Take, for example, my painter friend, Dan. Dan is more than a routine interior house painter. Dan is a skilled professional with a deep regard for his craft and a good eye for color and design. He not only provides traditional painting services, but also does wallpapering and a few faux-paint finishes. Over the years, Dan has built up a loyal client base, which means lots of great referrals and a steady stream of repeat business. With no marketing effort at all, his schedule has been booked four to six months out for the past three years, and he frequently has to refer work to other painters because he can’t fit it into his schedule.
Dan could be content with the success of his current business—he could continue spending his talent and knowledge—his assets—to maximize his current income. He could, as the saying goes, “Make hay while the sun shines.” But Dan recognizes the importance of continuing to add to his asset base. He told me recently that he has noticed a change in his workflow. A year or two ago, he spent some of most every month installing wallpaper. Today, requests for wallpapering have dropped to two or three a year. At the same time, more and more of his clients are inquiring about different faux finishes. In fact, some are even asking him to prep walls for faux finishes that will be applied by other painters. Dan recognizes that he needs to continue to grow if he wants to be the best, so he’s taking time now to enroll in classes to add a wider range of faux finishes to his offerings. The time he spends in class may mean less “billable” time in the present, but it represents an important investment. He’s banking assets for the future.
How is the balance sheet of your organization? Why not take a few minutes to examine your assets? Here are some steps to take to get a clear picture of the assets of your role of the organization you serve:
1. List the skills, relationships and activities that account for the greatest portion of your current success.
2. When did you learn each skill, form each relationship, begin each activity (How long ago did you first add that asset to your balance sheet?) If a considerable percentage of your success comes from assets that are three or more years old, you could be in danger.
3. What will happen if demand for that asset declines?
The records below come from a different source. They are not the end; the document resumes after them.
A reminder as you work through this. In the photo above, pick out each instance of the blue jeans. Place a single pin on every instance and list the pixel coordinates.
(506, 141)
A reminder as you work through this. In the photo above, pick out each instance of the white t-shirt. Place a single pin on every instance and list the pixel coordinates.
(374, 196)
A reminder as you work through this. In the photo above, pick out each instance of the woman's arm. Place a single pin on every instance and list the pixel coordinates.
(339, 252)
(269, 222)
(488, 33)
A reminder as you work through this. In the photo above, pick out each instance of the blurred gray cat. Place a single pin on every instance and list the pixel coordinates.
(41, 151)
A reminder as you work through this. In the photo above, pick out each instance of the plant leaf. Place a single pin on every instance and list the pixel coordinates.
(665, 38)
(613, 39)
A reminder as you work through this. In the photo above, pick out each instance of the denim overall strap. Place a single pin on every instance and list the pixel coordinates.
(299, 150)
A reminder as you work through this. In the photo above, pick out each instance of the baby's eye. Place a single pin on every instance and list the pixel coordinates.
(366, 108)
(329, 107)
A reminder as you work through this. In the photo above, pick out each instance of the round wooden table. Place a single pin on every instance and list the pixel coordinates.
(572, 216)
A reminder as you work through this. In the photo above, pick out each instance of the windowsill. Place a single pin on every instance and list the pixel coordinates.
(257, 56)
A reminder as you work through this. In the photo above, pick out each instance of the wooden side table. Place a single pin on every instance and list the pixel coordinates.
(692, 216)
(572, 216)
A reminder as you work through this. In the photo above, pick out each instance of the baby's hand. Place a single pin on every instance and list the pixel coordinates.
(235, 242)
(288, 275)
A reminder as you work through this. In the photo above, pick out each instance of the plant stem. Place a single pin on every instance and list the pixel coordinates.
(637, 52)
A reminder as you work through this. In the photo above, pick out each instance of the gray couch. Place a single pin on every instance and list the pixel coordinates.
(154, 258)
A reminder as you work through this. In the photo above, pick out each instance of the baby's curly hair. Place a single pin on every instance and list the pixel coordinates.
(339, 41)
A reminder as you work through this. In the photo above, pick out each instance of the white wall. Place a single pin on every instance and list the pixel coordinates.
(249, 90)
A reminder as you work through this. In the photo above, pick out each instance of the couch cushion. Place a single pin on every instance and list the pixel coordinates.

If that skill is replaced by technology? If that relationship ends?
4. What skills are likely to become more important to your success in the future?
5. How could you go about learning those new skills?
6. When is the last time you added a new relationship? What are you doing today to attract new relationships?
7. On the whole, how is your balance sheet?
Take time now to sharpen your saw. Of course, you could keep right on sawing away, but think how much more you might accomplish if you take just a few minutes to sharpen that saw first!
Join the Discussion in the Comments Section Below
Do you have a great way to “sharpen your saw”? If so, what did you do, and how have you benefited from the time your spent?
“The minute you start thinking you know how things work, you’re dead.”
--David Maister, Managing the Professional Service Firm.
"Learning time is not a respected part of the work environment. But you can't be so busy that you allow yourself to get stupid."
--Tom Kelley, Cisco Systems (Fast Company, October 2000)
“Even if you're on the right track, you can still get run over if you just sit there.”